1. Prepare the spine and events
The spine defines the prediction scenarios as rows of (entity_id, cutoff_time). Events contain historical records tied to entities.
import pandas as pd
spine = pd.DataFrame({
"entity_id": ["u1", "u2"],
"cutoff_time": ["2024-01-10", "2024-01-31"],
})
events = pd.DataFrame({
"entity_id": ["u1", "u1", "u2", "u2"],
"event_time": ["2024-01-05", "2024-01-06", "2024-01-10", "2024-01-30"],
"amount": [10.0, 20.0, 5.0, 25.0],
"event_type": ["click", "purchase", "purchase", "click"],
})
2. Define the Feature Specification
You declare features using WindowAgg.
from safefeat import WindowAgg
spec = [
WindowAgg(
table="events",
windows=["7D", "30D"],
metrics={
"*": ["count"], # total events
"amount": ["sum", "mean"], # numeric aggregations
"event_type": ["nunique"], # categorical unique counts
},
)
]
3. Build features
from safefeat import build_features
X = build_features(
spine=spine,
tables={"events": events},
spec=spec,
event_time_cols={"events": "event_time"},
allowed_lag="0s", # prevent future leakage
)
print(X)
Expected output (approximate):
| entity_id | cutoff_time | events__n_events__7d | events__amount__sum__7d | events__amount__mean__7d | events__event_type__nunique__7d | events__n_events__30d | events__amount__sum__30d | events__amount__mean__30d | events__event_type__nunique__30d |
|-----------|------------|----------------------|--------------------------|---------------------------|----------------------------------|-----------------------|---------------------------|----------------------------|-----------------------------------|
| u1 | 2024-01-10 | 2 | 30.0 | 15.0 | 2 | 2 | 30.0 | 15.0 | 2 |
| u2 | 2024-01-31 | 1 | 25.0 | 25.0 | 1 | 2 | 30.0 | 15.0 | 2 |
How Leakage Prevention Works
safefeat enforces:
event_time <= cutoff_time
This guarantees that no future events are used when building features.

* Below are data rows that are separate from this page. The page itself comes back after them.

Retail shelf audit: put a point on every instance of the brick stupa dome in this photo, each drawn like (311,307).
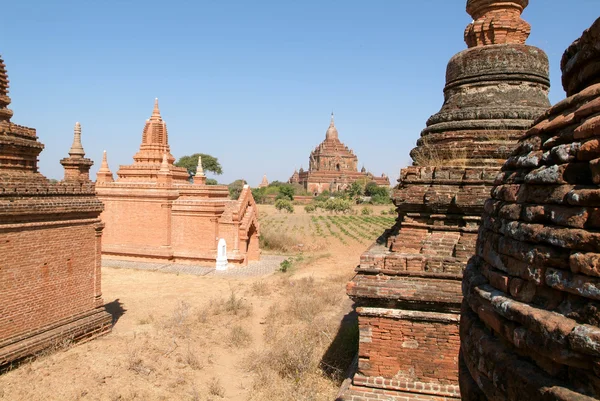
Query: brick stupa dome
(530,321)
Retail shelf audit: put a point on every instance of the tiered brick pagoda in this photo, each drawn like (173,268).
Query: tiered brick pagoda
(264,183)
(333,167)
(153,213)
(407,290)
(530,324)
(50,239)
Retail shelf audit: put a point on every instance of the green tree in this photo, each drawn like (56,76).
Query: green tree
(286,192)
(355,190)
(284,204)
(209,163)
(235,188)
(259,194)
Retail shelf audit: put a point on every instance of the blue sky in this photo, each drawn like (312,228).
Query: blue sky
(250,82)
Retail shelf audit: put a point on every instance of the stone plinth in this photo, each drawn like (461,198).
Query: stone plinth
(407,290)
(50,236)
(153,213)
(530,326)
(333,167)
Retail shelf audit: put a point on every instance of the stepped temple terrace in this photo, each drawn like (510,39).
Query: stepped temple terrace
(407,289)
(476,279)
(50,236)
(530,326)
(153,213)
(333,167)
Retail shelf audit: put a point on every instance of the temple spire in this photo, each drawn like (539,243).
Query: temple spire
(164,166)
(104,174)
(5,112)
(156,111)
(199,169)
(331,131)
(76,150)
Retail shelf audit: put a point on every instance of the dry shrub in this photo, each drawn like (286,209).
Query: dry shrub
(233,305)
(261,288)
(215,388)
(298,333)
(192,360)
(239,337)
(178,321)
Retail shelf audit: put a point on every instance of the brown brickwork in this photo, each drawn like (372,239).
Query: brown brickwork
(407,289)
(50,241)
(152,211)
(333,167)
(530,321)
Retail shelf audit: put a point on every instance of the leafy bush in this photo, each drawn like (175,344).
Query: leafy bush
(284,204)
(259,195)
(235,188)
(310,208)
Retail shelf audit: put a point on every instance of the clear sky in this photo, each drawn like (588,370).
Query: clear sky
(252,82)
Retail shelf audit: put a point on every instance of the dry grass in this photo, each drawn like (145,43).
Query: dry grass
(298,334)
(278,241)
(182,337)
(239,337)
(215,388)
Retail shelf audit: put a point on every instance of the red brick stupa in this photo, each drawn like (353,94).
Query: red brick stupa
(153,213)
(51,239)
(407,290)
(530,324)
(333,167)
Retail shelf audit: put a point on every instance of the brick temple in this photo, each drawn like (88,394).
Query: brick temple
(50,240)
(530,324)
(153,213)
(333,167)
(407,289)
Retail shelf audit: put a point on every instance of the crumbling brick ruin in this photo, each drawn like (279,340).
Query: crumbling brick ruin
(50,238)
(407,289)
(333,166)
(530,323)
(153,213)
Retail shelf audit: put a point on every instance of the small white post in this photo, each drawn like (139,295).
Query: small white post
(222,255)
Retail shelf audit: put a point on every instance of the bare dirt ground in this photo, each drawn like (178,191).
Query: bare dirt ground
(185,337)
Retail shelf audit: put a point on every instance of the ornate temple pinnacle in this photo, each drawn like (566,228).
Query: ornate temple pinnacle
(156,111)
(164,166)
(331,131)
(76,150)
(199,169)
(5,112)
(496,22)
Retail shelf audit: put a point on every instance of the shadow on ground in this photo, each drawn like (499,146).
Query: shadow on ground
(115,308)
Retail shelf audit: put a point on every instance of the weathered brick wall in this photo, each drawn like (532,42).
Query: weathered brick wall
(50,240)
(48,273)
(494,91)
(414,347)
(152,213)
(530,326)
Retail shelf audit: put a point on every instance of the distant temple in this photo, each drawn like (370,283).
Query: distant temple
(50,254)
(264,183)
(153,213)
(333,167)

If allowed_lag is set (e.g. "5s"), a small tolerance is allowed to handle timestamp precision issues.
4. Inspect the AuditReport
If return_report=True, build_features returns an AuditReport mapping
table names to TableAudit objects. The audit shows how many event–cutoff
pairs were joined, how many were kept, how many were dropped for being in the
future, and the largest future delta observed.
events_audit = report.tables.get("events")
print("total joined", events_audit.total_joined_pairs)
print("kept", events_audit.kept_pairs)
print("dropped (future)", events_audit.dropped_future_pairs)
print("max future delta", events_audit.max_future_delta)
Advanced: Recency Features
Recency features represent the time since the most recent event before each cutoff.
Common examples: - days since last login - days since last purchase - hours since last sensor reading
Days since last event (unfiltered)
from safefeat import build_features, RecencyBlock
spec = [
RecencyBlock(table="events")
]
X = build_features(
spine=spine,
tables={"events": events},
spec=spec,
event_time_cols={"events": "event_time"},
)
This adds a column: - events__recency
Days since last event of a specific type (filtered)
spec = [
RecencyBlock(
table="events",
filter_col="event_type",
filter_value="purchase",
)
]
This adds a column: - events__recency__event_type_purchase